Introduction

Tuberculosis (TB), caused by Mycobacterium tuberculosis (MTB), affects ~ 10 million people annually1. Despite a recent reduction in TB incidence, increasing drug resistance is making infection control difficult1. New diagnostic tools and treatments are needed in developing countries to inform clinical and disease control activities2. The recommended combination of anti-TB drugs involves a 6-month standard regimen including first-line rifampicin, isoniazid, ethambutol, and pyrazinamide1. The detection of M. tuberculosis resistant to first-line rifampicin (RR-TB) and isoniazid, together called multidrug resistance (MDR-TB), is especially crucial in Pakistan3. The country is in the top eight for RR-TB and MDR-TB burden, with an estimated 6100 of its > 330,000 TB cases in 2019 presenting with RR-TB or greater resistance4.
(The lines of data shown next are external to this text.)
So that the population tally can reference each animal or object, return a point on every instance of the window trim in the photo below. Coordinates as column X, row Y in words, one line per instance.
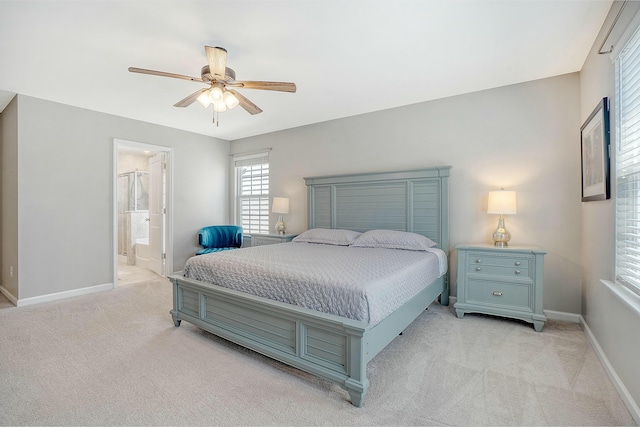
column 237, row 161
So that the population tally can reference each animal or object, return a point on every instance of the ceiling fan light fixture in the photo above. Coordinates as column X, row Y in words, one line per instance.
column 230, row 100
column 204, row 99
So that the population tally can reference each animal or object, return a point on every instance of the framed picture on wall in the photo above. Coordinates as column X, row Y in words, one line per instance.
column 594, row 135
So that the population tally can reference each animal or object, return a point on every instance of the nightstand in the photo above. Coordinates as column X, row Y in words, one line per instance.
column 504, row 282
column 270, row 239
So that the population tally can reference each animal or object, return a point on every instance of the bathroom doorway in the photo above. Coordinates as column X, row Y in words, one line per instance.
column 142, row 213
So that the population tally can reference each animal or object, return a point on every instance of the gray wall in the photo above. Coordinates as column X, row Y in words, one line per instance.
column 615, row 326
column 65, row 194
column 9, row 196
column 523, row 137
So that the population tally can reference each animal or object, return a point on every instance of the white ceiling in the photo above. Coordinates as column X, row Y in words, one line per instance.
column 346, row 57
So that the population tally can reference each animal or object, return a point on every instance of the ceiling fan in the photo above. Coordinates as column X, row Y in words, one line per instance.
column 222, row 83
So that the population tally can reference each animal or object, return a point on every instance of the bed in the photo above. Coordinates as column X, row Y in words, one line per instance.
column 333, row 345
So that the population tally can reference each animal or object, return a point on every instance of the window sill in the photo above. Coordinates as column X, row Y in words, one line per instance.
column 628, row 297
Khyber Pakhtunkhwa is the third largest province of Pakistan, with an area of 74,521 km2 and a population size of approximately 30.5 million individuals. It has a history of armed conflicts, and TB control has been a neglected area of public health. Recently, a TB control program was launched at Hayatabad Medical Complex Peshawar to monitor disease incidence and perform drug susceptibility testing (DST) to assess levels of RR-TB and MDR-TB. RR-TB is mainly caused by the presence of mutations in the RNA polymerase β subunit (rpoB) gene. Mutations in an 81-bp core region of the rpoB gene, known as the RR-determining region (RRDR), account for 95% of the RR-TB detected in clinical isolates5. However, secondary mutations in the rpoA or rpoC genes can mitigate the initial fitness cost caused by a rpoB mutation6,7. About one-third of RR-TB involves rpoB mutant strains with companion rpoC or rpoA mutations8. Here, by sequencing fifty-one M. tuberculosis, we aimed to summarise the diversity and potential role of rpoB, rpoA, and rpoC mutations in the high MDR incidence setting of Khyber Pakhtunkhwa, to inform diagnostics tools for TB control and implementation. The analysis revealed some mixed MDR infections and heteroresistance, reflecting the complex dynamics of the high transmission setting in Pakistan, and reinforcing the need for robust diagnostic tools.

Materials and methods

A total of 4822 pulmonary and extrapulmonary samples positive for M. tuberculosis were processed between 2016 to 2019 by the provincial Reference Laboratory for TB at Hayatabad Medical Complex Peshawar. Samples were received from all the Programmatic drug management units in the province. All samples were processed using the N-acetyl-l-cysteine–sodium hydroxide (NALC–NaOH) concentration method, using Lowenstein–Jensen medium (LJ) solid culture and liquid MGIT tubes containing 7H9 media9. All samples were subject to phenotypic drug susceptibility testing (DST), performed through the automated BACTEC MGIT 960 system (BD Diagnostic Systems, NJ, USA)10. The DST for resistant isolates was repeated for confirmation of drug resistance profile. Resistance to isoniazid, rifampicin, and other drugs was assessed through the BACTEC MGIT 960 system, with established WHO critical concentrations11. As per WHO guidelines for MGIT DST, there is only a single concentration (1.0 umg/mL) for rifampicin. Fifty-one samples (4 pan-susceptible, 47 drug-resistant, including 44 MDR-TB) were selected for whole genome sequencing (WGS). The source of genomic DNA was MGIT Culture (Liquid Culture) and the same culture generation was used for the phenotypic and genotypic (WGS) characterisation. The study was approved by the Institutional Ethics Committee of KUST Kohat and Provincial Tuberculosis Reference Laboratory, Khyber Pakhtunkhwa (Ref. no.: PTP/PTRL-408/19). All study participants gave informed consent for the collection and use of their biological materials, and all methods were performed in accordance with the relevant guidelines and regulations.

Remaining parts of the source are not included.